In 1939, Moyer returned to the United States to complete doctoral studies at Cornell University. He received a Ph.D. in agronomy in 1941. Although he intended to return to China, World War II effectively interrupted and ended Moyer's formal relationship with the Ming Hsien school.
Moyer spent the next several years working in various capacities for the United States government. From 1948-51 Moyer was a member of the Sino-American Joint Commission on Rural Reconstruction. In 1950-51 Moyer also served as director of the U.S. Economic Aid Mission in Taiwan.
During the 1950s, Moyer continued to develop his commitment to foreign economic reform by working for the Ford Foundation, 1951-53, and the International Cooperation Administration (ICA), 1953-59.In 1959, the ICA appointed him Director of the U.S. Economic Aid Mission in South Korea, a position he held until his retirement in 1961.
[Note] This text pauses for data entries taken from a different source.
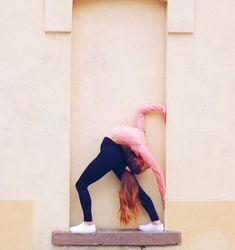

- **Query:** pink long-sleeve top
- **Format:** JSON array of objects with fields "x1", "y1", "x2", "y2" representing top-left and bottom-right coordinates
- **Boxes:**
[{"x1": 111, "y1": 104, "x2": 166, "y2": 203}]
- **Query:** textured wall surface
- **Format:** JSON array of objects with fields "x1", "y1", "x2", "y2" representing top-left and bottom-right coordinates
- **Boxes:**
[
  {"x1": 0, "y1": 200, "x2": 32, "y2": 250},
  {"x1": 0, "y1": 0, "x2": 234, "y2": 249},
  {"x1": 0, "y1": 0, "x2": 71, "y2": 249},
  {"x1": 167, "y1": 0, "x2": 235, "y2": 201},
  {"x1": 166, "y1": 201, "x2": 235, "y2": 250},
  {"x1": 166, "y1": 0, "x2": 235, "y2": 249}
]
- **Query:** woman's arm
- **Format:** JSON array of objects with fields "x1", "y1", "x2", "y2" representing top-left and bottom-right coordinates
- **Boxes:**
[
  {"x1": 137, "y1": 144, "x2": 166, "y2": 208},
  {"x1": 134, "y1": 104, "x2": 166, "y2": 131}
]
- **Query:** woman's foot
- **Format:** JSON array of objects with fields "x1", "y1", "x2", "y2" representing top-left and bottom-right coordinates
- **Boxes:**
[
  {"x1": 69, "y1": 221, "x2": 96, "y2": 233},
  {"x1": 138, "y1": 221, "x2": 165, "y2": 232}
]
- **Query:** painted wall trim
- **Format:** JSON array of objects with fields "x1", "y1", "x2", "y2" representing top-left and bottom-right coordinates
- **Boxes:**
[
  {"x1": 45, "y1": 0, "x2": 73, "y2": 32},
  {"x1": 44, "y1": 0, "x2": 168, "y2": 33},
  {"x1": 168, "y1": 0, "x2": 194, "y2": 33},
  {"x1": 45, "y1": 0, "x2": 194, "y2": 33},
  {"x1": 44, "y1": 0, "x2": 194, "y2": 34}
]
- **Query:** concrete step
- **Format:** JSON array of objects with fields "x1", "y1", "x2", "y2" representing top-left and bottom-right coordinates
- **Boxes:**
[{"x1": 52, "y1": 229, "x2": 181, "y2": 246}]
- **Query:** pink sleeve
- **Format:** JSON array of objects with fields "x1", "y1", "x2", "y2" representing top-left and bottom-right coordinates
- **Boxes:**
[
  {"x1": 137, "y1": 144, "x2": 166, "y2": 199},
  {"x1": 134, "y1": 104, "x2": 166, "y2": 131}
]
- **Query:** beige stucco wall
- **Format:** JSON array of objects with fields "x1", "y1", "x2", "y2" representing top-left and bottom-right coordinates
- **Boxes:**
[
  {"x1": 0, "y1": 0, "x2": 234, "y2": 249},
  {"x1": 165, "y1": 0, "x2": 235, "y2": 249},
  {"x1": 70, "y1": 0, "x2": 166, "y2": 228},
  {"x1": 167, "y1": 0, "x2": 235, "y2": 201},
  {"x1": 0, "y1": 201, "x2": 33, "y2": 250},
  {"x1": 0, "y1": 0, "x2": 71, "y2": 249},
  {"x1": 166, "y1": 201, "x2": 235, "y2": 250}
]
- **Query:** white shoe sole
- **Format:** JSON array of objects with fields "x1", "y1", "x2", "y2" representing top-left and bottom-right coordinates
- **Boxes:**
[
  {"x1": 70, "y1": 229, "x2": 96, "y2": 233},
  {"x1": 69, "y1": 224, "x2": 96, "y2": 233},
  {"x1": 139, "y1": 228, "x2": 164, "y2": 232},
  {"x1": 138, "y1": 224, "x2": 164, "y2": 232}
]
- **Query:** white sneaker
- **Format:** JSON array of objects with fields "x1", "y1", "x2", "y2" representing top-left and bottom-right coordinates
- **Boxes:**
[
  {"x1": 69, "y1": 221, "x2": 96, "y2": 233},
  {"x1": 138, "y1": 222, "x2": 165, "y2": 232}
]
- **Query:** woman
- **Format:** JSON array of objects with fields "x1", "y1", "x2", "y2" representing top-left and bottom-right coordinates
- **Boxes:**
[{"x1": 69, "y1": 103, "x2": 166, "y2": 233}]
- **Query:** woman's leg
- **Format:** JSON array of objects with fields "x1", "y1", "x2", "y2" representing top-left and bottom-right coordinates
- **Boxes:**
[
  {"x1": 75, "y1": 137, "x2": 126, "y2": 223},
  {"x1": 112, "y1": 167, "x2": 160, "y2": 222},
  {"x1": 75, "y1": 152, "x2": 114, "y2": 222}
]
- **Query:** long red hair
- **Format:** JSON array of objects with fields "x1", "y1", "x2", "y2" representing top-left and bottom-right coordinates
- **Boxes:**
[
  {"x1": 118, "y1": 147, "x2": 148, "y2": 225},
  {"x1": 118, "y1": 170, "x2": 141, "y2": 225}
]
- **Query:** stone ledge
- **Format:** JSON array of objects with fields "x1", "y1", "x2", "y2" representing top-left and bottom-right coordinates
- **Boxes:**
[{"x1": 52, "y1": 229, "x2": 181, "y2": 246}]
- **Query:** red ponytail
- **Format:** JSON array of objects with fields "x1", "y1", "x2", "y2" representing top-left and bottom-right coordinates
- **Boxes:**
[{"x1": 118, "y1": 170, "x2": 141, "y2": 225}]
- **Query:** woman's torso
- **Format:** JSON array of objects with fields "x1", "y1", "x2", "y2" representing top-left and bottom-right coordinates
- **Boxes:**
[{"x1": 108, "y1": 125, "x2": 146, "y2": 155}]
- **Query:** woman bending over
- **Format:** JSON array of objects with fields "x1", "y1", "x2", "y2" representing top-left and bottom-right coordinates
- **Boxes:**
[{"x1": 69, "y1": 104, "x2": 166, "y2": 233}]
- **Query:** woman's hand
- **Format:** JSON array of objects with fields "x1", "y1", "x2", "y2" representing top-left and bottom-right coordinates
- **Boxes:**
[
  {"x1": 163, "y1": 106, "x2": 167, "y2": 123},
  {"x1": 133, "y1": 158, "x2": 149, "y2": 174},
  {"x1": 125, "y1": 160, "x2": 147, "y2": 175},
  {"x1": 122, "y1": 146, "x2": 146, "y2": 175},
  {"x1": 139, "y1": 164, "x2": 150, "y2": 173},
  {"x1": 125, "y1": 166, "x2": 131, "y2": 173},
  {"x1": 161, "y1": 195, "x2": 166, "y2": 209}
]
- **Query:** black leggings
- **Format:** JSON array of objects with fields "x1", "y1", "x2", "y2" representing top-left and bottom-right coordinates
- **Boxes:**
[{"x1": 75, "y1": 137, "x2": 159, "y2": 222}]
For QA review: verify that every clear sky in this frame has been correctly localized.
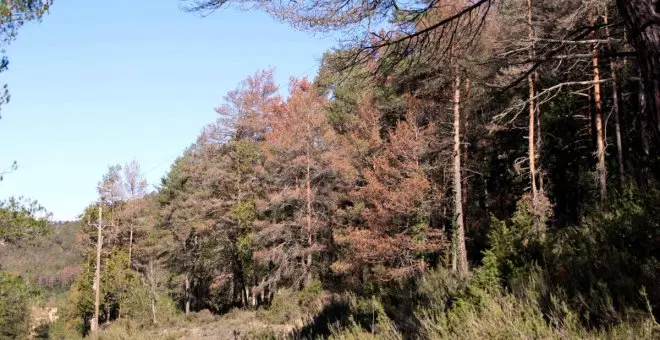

Moyer came out of retirement in 1964 to work on agricultural improvements in the Helmand Valley region of Afghanistan. This work was started under the J. G. White Engineering Corporation; in 1966 Moyer transferred to the U.S. Agency for International Development (USAID). Moyer retired for a second time in 1968.
In 1927, Moyer married Dorothy Brown Tschiffely (1904-89), whom he had met while a student at Colorado State Agricultural College. They had three daughters, and Dorothy Moyer and their children often accompanied Moyer to his various posts in Asia and the Middle East. Raymond Tyson Moyer died at age 94 at his home in Stonington Connecticut.